Il faut désormais penser en dehors du cadre car faire cavalier seul n’est simplement plus une option. Réussir un partenariat où les compétences multidisciplinaires et les expériences de chacun sont en parfaite synergie de façon à ce que le tout soit plus grand que la somme de ses parties demande beaucoup d’énergie et de volontarisme. En termes pratiques, cela nécessite tant le partage rapide et efficace d’information, de ressources et d’expériences entre des organisations fondamentalement différentes. Le mot est lâché : les organisations doivent rassembler. Pourtant, la plupart n’ont aucune idée de par où commencer et sont naturellement réticentes à s’exposer, craignant une perte de contrôle et des affrontements. Comme le paysage mondial de financement du développement ne cesse d’évoluer, de nombreuses ONG, qui n’auraient jamais envisagé, dans le passé, de travailler avec le secteur privé, sont de plus en plus à la recherche d’entreprises qui veulent s’engager au service du bien commun. Les partenariats multi-acteurs ont un potentiel immense. Pour les ONG, c’est l’occasion de changer de braquet pour l’impact et la durabilité de leurs actions auprès des communautés ; pour les entreprises, cela constitue des opportunités clés pour améliorer leur performance économique, sociale et environnementale.

 

Les conseils pour faire de bons partenariats ONG-entreprises

 

Mais comment faire et comment se comprendre ? Quelques conseils pour des partenariats véritablement innovants, véritablement porteurs d’impact et de solutions :

 

Dépassez les préjugés et acceptez le changement de paradigme : une entreprise n’est pas un bailleur de fonds, une ONG n’est pas une caution morale.

Prenez le temps d’identifier le partenaire qui vous correspond.

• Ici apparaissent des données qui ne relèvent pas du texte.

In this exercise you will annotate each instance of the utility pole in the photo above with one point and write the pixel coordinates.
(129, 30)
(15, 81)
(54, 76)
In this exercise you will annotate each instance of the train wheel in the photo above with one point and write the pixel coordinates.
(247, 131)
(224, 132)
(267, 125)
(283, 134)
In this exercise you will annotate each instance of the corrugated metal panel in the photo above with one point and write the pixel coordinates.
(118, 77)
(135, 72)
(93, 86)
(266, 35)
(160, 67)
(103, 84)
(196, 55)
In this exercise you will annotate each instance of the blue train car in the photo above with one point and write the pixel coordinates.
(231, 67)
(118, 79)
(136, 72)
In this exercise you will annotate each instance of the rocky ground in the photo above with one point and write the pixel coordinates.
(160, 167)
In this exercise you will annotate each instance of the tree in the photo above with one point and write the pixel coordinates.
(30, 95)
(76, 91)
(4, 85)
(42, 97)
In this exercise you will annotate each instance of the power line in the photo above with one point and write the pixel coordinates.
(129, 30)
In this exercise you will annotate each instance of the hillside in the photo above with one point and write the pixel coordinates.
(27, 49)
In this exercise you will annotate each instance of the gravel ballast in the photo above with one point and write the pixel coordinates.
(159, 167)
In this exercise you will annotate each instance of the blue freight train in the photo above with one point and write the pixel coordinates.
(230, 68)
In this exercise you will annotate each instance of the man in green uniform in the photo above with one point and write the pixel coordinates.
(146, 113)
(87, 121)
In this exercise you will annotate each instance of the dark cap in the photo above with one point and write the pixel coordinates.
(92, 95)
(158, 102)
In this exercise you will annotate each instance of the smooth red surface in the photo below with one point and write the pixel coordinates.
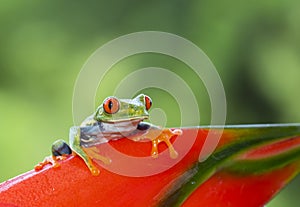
(73, 185)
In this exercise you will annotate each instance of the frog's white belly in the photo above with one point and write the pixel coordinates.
(103, 132)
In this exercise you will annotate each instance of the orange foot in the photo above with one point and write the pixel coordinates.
(54, 161)
(165, 136)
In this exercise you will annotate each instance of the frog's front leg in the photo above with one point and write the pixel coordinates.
(87, 154)
(60, 151)
(76, 147)
(157, 135)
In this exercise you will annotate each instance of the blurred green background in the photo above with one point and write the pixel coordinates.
(255, 46)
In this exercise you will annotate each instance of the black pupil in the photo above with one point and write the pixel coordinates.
(110, 104)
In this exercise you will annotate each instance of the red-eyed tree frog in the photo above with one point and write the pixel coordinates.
(114, 119)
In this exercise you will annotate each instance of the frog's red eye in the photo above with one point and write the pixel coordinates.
(148, 102)
(111, 105)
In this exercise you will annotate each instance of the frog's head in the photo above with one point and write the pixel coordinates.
(117, 110)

Trouver le bon partenaire exige des recherches, de la réflexion, du dialogue et du temps.

Appréhendez les autres organisations, futurs partenaires, par le prisme des compétences et de la manière dont ils peuvent bénéficier de votre apport et expertise.

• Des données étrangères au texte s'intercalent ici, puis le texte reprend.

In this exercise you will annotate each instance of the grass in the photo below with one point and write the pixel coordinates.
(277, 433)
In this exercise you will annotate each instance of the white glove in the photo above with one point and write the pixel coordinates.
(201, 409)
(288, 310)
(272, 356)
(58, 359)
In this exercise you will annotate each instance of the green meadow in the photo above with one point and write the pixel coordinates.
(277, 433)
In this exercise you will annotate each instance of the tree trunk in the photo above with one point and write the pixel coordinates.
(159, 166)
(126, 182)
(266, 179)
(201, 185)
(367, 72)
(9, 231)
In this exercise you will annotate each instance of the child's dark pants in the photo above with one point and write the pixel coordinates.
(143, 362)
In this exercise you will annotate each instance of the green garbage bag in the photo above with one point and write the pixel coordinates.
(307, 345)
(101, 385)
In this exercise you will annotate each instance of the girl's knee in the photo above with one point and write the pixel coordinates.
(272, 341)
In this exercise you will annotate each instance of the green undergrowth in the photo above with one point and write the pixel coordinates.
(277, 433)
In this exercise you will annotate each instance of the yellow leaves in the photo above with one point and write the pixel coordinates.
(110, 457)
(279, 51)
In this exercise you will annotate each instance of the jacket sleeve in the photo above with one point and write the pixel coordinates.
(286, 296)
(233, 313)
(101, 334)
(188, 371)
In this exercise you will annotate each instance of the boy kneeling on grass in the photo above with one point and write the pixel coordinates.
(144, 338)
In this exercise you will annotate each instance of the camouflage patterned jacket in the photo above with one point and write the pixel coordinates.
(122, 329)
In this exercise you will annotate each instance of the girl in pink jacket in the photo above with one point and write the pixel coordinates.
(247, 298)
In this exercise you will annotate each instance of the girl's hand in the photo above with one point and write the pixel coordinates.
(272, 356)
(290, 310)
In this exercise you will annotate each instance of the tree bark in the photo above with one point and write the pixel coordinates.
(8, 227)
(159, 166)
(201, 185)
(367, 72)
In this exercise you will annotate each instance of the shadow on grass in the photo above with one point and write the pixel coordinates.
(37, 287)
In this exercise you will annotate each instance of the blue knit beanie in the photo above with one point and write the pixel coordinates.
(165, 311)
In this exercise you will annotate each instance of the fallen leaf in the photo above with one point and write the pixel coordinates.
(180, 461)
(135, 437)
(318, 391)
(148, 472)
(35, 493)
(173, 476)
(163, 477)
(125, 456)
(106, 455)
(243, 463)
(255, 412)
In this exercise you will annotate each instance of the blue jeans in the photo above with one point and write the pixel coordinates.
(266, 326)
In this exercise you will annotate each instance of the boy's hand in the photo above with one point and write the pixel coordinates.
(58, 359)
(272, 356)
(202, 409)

Adaptez les processus de collaboration entre acteurs aux caractéristiques du partenariat et des partenaires.

Travaillez ensemble pour co-concevoir dès le départ le programme de collaboration. Les activités du partenariat doivent être co-conçues et co-gérées.

Gardez l’esprit ouvert et bien à l’esprit les intérêts et les objectifs propres à chacun.

Envisagez de commencer par un partenariat en nature / pro bono avec des échanges de compétences, du mécénat et de la formation. Cela permettra aux différentes structures et leurs employés d’apprendre à se connaître et à dialoguer. Si ce partenariat est gagnant, envisagez l’étape suivante !

Mettre en place un partenariat multi-acteurs demande patience, persévérance et leadership. Mais aussi beaucoup de bonne volonté et de créativité. Pour assurer le succès d’un tel partenariat, il faut laisser ses intérêts individuels de côté, sortir de sa zone de confort pour laisser l’espace à la créativité en gardant à l’esprit le but et les intérêts commun des partenaires. C’est pour valoriser ces rêveurs et ces faiseurs qui ont eu le courage de s’engager dans un partenariat multi-acteur pour répondre à des défis sociétaux d’aujourd’hui et de demain que les Prix Convergences ont été créés en 2011. Avec la Mairie de Paris et Devex, Convergences récompense chaque année des partenariats innovants à fort impact social et/ou environnemental. Les nominés et lauréats incarnent la vision multi-acteurs promue par Convergences. Les initiatives identifiées sont mises en place par des structures solidaires en partenariat avec des organisations privées et/ou publiques, et contribuent de façon concrète à la co-construction d’un monde «Zéro Exclusion, Zéro Carbone, Zéro Pauvreté».